Assessing the future impacts of climate change on Mongolian arable farming

In Mongolia, the impacts of a rapidly warming climate have become alarmingly manifest in recent years. Mongolian air temperatures have risen at a rate three times faster than the global average in the past 70 years, while in some regions of the country rainfall has been slightly decreasing. Droughts occur regularly in Mongolia, and highly variable precipitation patterns have always been a challenge for crop production. However, climate change is expected to further increase the risk of severe droughts in the future.

 

In the face of these developments, a series of questions concerning the impact of climate change on Mongolian arable farmers have yet to be answered, including:

 

  • what will these developments mean for Mongolia’s arable farming sector in particular?
  • how exactly has climate change affected crop yields in Mongolia in recent decades?
  • what impacts will climate change have on Mongolia’s arable farming sector in the future?
  • and how can the country take measures to adapt to these developments and ensure a sufficient level of food production for its growing – and increasingly urbanizing – population?

 

HFFA Research has now been commissioned by IAK Agrar Consulting GmbH (IAK) to help answer these questions as part of the German-Mongolian Cooperation Project on Sustainable Agriculture (DMKNL). Implemented by IAK Leipzig, the DMKNL project is aimed at intensifying the exchange between Germany and Mongolia on agricultural issues, and at contributing to the promotion of sustainability within the country’s agri-food sector through providing analyses, strategy papers, advisory services and trainings. The DMKNL project is funded by the Federal German Ministry of Food and Agriculture (BMEL) through its general agent GFA Consulting Group GmbH.

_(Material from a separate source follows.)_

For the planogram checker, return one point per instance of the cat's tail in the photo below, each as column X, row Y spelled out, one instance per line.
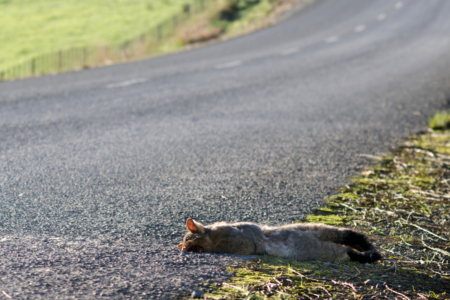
column 360, row 248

In a short-term assignment for the project’s climate component, we have modelled the yields of spring wheat and potatoes in 8 Mongolian Aimags, and estimated their future development based on two different climate scenarios. Our results indicate that, over the coming 30 years, climate change will lead to a slight decrease in the growing yield trends for wheat and potatoes in the country, which will however stay positive in most regions. More importantly, though, climate change will contribute to considerably increasing variations in annual yields, leading to more frequent and intense yield shortages than has already been observed in the past – including their accompanying negative consequences.

 

In view of these developments, we recommend ensuring the food security of the Mongolian population by improving the ability of Mongolian farmers to cope with more extreme climatic conditions. Recommended measures include, for example: the implementation of adaptation options following the concept of climate-smart agriculture (CSA), better exploiting the potential of plant breeding and modern seed production, collecting more and better climate information and forwarding it to farmers in a way they can make good use of it, as well as installing sustainable water saving irrigation technologies, just to name a few.

 

An important finding from our assessment was also that in Mongolia, long-term experience and knowledge on cultivating arable crops seems to be still scarce, production practices are often not well adapted to local conditions, and – compared to other countries – many industries related to the arable cropping sector are still in their infancy. Therefore, a substantial knowledge transfer will be needed, geared at providing agricultural extension services and farmers with the necessary knowledge and information needed for successful farming under semi-arid and arid conditions. Organizing this knowledge transfer will be crucial to increase the resilience of Mongolian arable farmers to adverse weather events, and to consistently improve the food security of the Mongolian population in the face of a changing climate.